The I/O devices 1570 may include input devices (or peripherals) such as, for example but not limited to, a mouse, keyboard, scanner, microphone, camera, etc. Furthermore, the I/O devices 1570 may also include output devices (or peripherals), for example but not limited to, a printer, display, etc. Finally, the I/O devices 1570 may further include devices that communicate both inputs and outputs, for instance but not limited to, a NIC or modulator/demodulator (for accessing remote devices, other files, devices, systems, or a network), a radio frequency (RF) or other transceiver, a telephonic interface, a bridge, a router, etc. The I/O devices 1570 also include components for communicating over various networks, such as the Internet or an intranet. The I/O devices 1570 may be connected to and/or communicate with the processor 1510 utilizing Bluetooth connections and cables (via, e.g., Universal Serial Bus (USB) ports, serial ports, parallel ports, FireWire, HDMI (High-Definition Multimedia Interface), etc.).

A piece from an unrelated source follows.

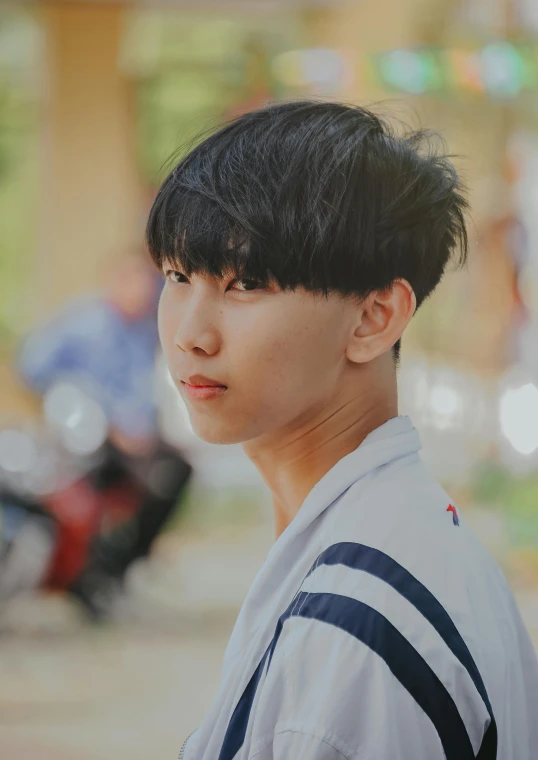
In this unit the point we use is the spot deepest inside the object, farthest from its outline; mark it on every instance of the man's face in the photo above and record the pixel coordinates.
(280, 354)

In exemplary embodiments, where the application 1560 is implemented in hardware, the application 1560 can be implemented with any one or a combination of the following technologies, which are each well known in the art: a discrete logic circuit(s) having logic gates for implementing logic functions upon data signals, an application specific integrated circuit (ASIC) having appropriate combinational logic gates, a programmable gate array(s) (PGA), a field programmable gate array (FPGA), etc.

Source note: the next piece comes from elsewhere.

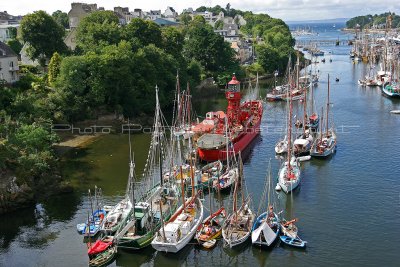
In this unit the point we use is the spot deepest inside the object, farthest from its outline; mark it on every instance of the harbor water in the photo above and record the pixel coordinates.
(348, 206)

The terminology used herein is for the purpose of describing particular embodiments only and is not intended to be limiting of the invention. As used herein, the singular forms “a”, “an” and “the” are intended to include the plural forms as well, unless the context clearly indicates otherwise. It will be further understood that the terms “comprises” and/or “comprising,” when used in this specification, specify the presence of stated features, integers, steps, operations, elements, and/or components, but do not preclude the presence or addition of one more other features, integers, steps, operations, element components, and/or groups thereof.

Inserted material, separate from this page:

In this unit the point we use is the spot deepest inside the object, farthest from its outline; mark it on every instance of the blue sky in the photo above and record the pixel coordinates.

The corresponding structures, materials, acts, and equivalents of all means or step plus function elements in the claims below are intended to include any structure, material, or act for performing the function in combination with other claimed elements as specifically claimed. The description of the present invention has been presented for purposes of illustration and description, but is not intended to be exhaustive or limited to the invention in the form disclosed. Many modifications and variations will be apparent to those of ordinary skill in the art without departing from the scope and spirit of the invention. The embodiment was chosen and described in order to best explain the principles of the invention and the practical application, and to enable others of ordinary skill in the art to understand the invention for various embodiments with various modifications as are suited to the particular use contemplated
The flow diagrams depicted herein are just one example. There may be many variations to this diagram or the steps (or operations) described therein without departing from the spirit of the invention. For instance, the steps may be performed in a differing order or steps may be added, deleted or modified. All of these variations are considered a part of the claimed invention.
While the preferred embodiment to the invention had been described, it will be understood that those skilled in the art, both now and in the future, may make various improvements and enhancements which fall within the scope of the claims which follow. These claims should be construed to maintain the proper protection for the invention first described.